Tuesday, 27 March 2018

Smart Gardens Take the Cool Award

Last week was an interesting week in many ways. Intel and Juniper announced that Singapore was leading the way in Smart City adoption, beating 19 other advanced adopters. One of the more interesting statistics was around how much time lost to congestion can be saved. Average figures suggested that over 80% of the time lost to congestion can be freed up by using Smart City technology to manage traffic flows better. Whilst this is interesting to motorists in the UK as town planned continue to persecute them with more and more "traffic calming" measures such as speed bumps, lights, constrictions in road width etc. it is also good news for those interested in urban health. Less congestion equals less emissions as well as a lower carbon footprint.

Moving on from this, India was identified as the leading Asian country for cashless money adoption, driven by widespread electronic purse adoption on phones in a country where many people don't have bank accounts.

Meanwhile in London, Cloud Expo returned to Excel with its partner exhibitions. This was definitely more interesting than last year (which had been a disappointment following the great show 2 years ago). It was noticeable that a wider set of companies are now offering global services with a first appearance (that I am aware of) from China telecom. there were more companies looking at clod orchestration and Oracle was making its pitch for differentiation from the mainstream service vendors such a Azure (Microsoft), AWS (Amazon) and GCS (Google) by featuring its cloud DNS services and Systems Management as a Service. The latter being apparently multi-platform for hetergeneous technologies and offering an automated and intelligent Machine Learning capability to features normally associated with companies such as Splunk.

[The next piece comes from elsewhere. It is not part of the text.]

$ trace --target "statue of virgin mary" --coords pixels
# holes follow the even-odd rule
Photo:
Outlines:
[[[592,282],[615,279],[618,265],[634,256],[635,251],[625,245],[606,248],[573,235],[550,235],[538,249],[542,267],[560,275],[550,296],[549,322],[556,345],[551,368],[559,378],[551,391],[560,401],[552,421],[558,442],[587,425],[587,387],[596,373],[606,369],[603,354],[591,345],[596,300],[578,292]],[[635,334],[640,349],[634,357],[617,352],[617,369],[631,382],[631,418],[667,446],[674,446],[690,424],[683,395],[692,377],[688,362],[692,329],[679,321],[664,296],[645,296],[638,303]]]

The coolest show stealer however was on the diminutive stand for Gartenzwerg. Gartenzwerg offers an indoor automated gardening kit which uses smart technology to control lights, watering, temperature and pH. This apparently enables you to grow things all the year round and at 3 times the normal rate of growth. So you can have all the herbs, chillies etc. that you want. Anyway, in the stark and quite sterile ambience of a trade show, the luscious and colourful display was a verdant knock out.